The Significance of Seasonality
To some extent this is just a fun exercise, but I have two conclusions and a few lingering questions.
First, these thinkers are searched for at the same time in the United States every year. There is a clear seasonal pattern around the academic year. Second, they all follow that pattern. If one thinks that ideas matter, it is clear that the intellectual influence of past political economists fluctuates alongside the academic calendar.
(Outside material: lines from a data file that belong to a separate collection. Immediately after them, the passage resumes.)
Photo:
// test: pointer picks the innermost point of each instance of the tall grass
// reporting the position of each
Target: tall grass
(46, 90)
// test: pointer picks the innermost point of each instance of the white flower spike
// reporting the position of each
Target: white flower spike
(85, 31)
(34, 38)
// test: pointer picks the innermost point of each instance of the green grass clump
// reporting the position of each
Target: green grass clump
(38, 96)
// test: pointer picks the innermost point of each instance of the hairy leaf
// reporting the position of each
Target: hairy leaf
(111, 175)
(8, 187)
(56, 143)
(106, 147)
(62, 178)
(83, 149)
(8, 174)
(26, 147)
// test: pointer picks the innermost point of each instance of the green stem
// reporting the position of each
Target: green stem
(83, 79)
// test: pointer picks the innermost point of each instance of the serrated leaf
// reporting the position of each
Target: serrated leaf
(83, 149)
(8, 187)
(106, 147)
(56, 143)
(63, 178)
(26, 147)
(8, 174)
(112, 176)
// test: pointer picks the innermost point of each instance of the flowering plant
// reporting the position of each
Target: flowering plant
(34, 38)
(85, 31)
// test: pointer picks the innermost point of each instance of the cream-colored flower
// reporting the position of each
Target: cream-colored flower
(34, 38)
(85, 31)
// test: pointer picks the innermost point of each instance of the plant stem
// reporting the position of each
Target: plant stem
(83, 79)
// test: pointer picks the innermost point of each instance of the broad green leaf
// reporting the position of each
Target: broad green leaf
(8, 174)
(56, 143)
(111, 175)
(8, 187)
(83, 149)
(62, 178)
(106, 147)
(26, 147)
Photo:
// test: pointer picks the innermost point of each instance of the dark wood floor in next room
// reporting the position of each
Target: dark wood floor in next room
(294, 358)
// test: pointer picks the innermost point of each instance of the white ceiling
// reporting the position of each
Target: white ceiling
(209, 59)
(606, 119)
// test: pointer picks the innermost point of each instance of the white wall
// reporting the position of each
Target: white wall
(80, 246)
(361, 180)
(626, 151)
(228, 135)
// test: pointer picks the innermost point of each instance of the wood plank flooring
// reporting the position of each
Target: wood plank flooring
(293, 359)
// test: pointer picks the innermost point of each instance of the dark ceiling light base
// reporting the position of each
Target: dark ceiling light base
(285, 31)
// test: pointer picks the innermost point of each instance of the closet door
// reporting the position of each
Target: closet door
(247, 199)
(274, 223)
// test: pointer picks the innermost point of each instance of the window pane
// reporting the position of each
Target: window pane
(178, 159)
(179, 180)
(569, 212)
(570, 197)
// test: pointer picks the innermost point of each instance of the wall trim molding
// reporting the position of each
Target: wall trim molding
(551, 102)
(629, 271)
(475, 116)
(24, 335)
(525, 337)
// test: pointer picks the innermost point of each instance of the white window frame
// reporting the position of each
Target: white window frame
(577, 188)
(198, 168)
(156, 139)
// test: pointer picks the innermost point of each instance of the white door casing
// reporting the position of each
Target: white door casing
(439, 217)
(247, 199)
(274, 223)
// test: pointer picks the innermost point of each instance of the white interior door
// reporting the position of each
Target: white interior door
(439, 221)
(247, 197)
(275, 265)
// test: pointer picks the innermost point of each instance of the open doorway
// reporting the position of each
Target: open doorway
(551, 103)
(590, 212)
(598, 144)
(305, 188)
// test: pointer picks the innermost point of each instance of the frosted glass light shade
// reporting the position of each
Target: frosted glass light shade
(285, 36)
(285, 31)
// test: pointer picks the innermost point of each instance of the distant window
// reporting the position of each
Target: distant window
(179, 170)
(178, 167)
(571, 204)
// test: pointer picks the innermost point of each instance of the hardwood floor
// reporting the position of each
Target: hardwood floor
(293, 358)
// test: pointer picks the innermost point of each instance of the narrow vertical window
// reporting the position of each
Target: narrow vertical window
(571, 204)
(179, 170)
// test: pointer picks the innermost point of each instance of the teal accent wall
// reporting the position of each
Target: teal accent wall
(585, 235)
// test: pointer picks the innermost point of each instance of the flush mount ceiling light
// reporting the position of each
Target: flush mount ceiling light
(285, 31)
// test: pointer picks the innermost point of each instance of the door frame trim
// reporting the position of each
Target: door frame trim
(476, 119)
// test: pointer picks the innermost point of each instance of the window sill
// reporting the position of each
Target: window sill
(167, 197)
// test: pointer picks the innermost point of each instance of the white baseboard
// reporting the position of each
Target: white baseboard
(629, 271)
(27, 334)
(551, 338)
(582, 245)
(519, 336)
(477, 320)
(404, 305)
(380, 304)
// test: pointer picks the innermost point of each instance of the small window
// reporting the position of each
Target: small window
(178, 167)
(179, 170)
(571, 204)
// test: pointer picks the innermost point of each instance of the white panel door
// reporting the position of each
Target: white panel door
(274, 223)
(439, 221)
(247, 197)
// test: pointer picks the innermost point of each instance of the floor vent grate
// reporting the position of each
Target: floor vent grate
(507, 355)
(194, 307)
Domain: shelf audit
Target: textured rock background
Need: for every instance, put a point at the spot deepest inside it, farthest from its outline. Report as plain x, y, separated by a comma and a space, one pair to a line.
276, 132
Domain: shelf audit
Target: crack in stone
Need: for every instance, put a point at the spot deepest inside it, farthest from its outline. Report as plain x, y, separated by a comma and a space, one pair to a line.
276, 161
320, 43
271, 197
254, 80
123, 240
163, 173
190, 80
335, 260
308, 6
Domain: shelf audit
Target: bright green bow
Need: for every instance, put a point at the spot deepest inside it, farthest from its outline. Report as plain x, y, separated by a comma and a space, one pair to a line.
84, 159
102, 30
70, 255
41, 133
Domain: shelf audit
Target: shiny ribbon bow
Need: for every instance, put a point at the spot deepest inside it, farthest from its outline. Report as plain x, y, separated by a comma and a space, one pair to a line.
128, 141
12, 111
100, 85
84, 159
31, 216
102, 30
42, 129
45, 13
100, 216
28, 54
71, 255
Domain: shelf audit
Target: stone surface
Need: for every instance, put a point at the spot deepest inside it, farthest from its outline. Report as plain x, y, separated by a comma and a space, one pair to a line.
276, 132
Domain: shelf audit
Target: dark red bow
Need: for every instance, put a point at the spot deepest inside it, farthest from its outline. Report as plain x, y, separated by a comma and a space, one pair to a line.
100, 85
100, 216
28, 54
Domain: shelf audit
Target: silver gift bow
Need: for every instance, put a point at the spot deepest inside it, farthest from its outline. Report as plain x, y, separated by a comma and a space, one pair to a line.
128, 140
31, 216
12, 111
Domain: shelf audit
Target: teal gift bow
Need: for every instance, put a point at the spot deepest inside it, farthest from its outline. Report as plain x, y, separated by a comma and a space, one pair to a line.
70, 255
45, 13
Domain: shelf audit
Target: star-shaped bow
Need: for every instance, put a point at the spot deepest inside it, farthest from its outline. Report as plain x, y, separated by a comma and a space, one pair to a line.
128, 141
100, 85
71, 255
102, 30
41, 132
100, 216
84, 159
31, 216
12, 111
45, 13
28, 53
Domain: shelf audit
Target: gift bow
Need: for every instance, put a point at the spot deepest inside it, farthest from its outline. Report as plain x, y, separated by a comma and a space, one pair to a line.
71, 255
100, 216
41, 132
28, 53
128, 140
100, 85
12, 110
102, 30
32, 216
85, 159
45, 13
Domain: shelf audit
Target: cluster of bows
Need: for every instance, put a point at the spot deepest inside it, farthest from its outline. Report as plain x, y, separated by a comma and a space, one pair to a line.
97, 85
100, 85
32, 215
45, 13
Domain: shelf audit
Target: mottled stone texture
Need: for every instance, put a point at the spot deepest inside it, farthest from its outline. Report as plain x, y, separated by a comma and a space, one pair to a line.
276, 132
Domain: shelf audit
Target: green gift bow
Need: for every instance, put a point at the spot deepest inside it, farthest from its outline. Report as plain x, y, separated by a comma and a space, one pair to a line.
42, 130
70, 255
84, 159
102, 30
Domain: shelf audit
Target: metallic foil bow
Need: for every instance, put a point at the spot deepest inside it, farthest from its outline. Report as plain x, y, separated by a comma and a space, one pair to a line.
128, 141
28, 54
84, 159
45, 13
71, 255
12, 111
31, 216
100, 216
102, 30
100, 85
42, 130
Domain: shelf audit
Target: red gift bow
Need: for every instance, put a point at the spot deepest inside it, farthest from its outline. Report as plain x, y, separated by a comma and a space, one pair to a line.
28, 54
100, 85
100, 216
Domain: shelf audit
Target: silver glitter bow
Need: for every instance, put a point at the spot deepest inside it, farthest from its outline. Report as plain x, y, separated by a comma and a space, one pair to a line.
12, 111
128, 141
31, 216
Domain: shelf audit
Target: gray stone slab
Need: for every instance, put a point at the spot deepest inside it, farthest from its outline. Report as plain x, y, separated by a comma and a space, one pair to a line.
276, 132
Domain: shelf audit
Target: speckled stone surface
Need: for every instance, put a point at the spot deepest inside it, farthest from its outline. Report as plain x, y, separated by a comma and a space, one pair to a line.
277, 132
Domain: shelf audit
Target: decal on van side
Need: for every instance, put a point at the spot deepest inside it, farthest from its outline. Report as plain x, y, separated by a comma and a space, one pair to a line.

I think this shows that formal curriculum is vital to introducing individuals to the conversation of political economy.
Second, if every semester high-schools and universities across the US prompt people to try to learn something about Marx, Smith, or Keynes, the battle for ideas in the long run, may depend a lot on the resources available to the new student of political economy when they search for study resources each fall and spring.
Finally, I would like to know what caused the outliers. Why was there interest in Marx in 2020? Why is Marx researched less than in 2009?
What questions do you have? How could I make this analysis better?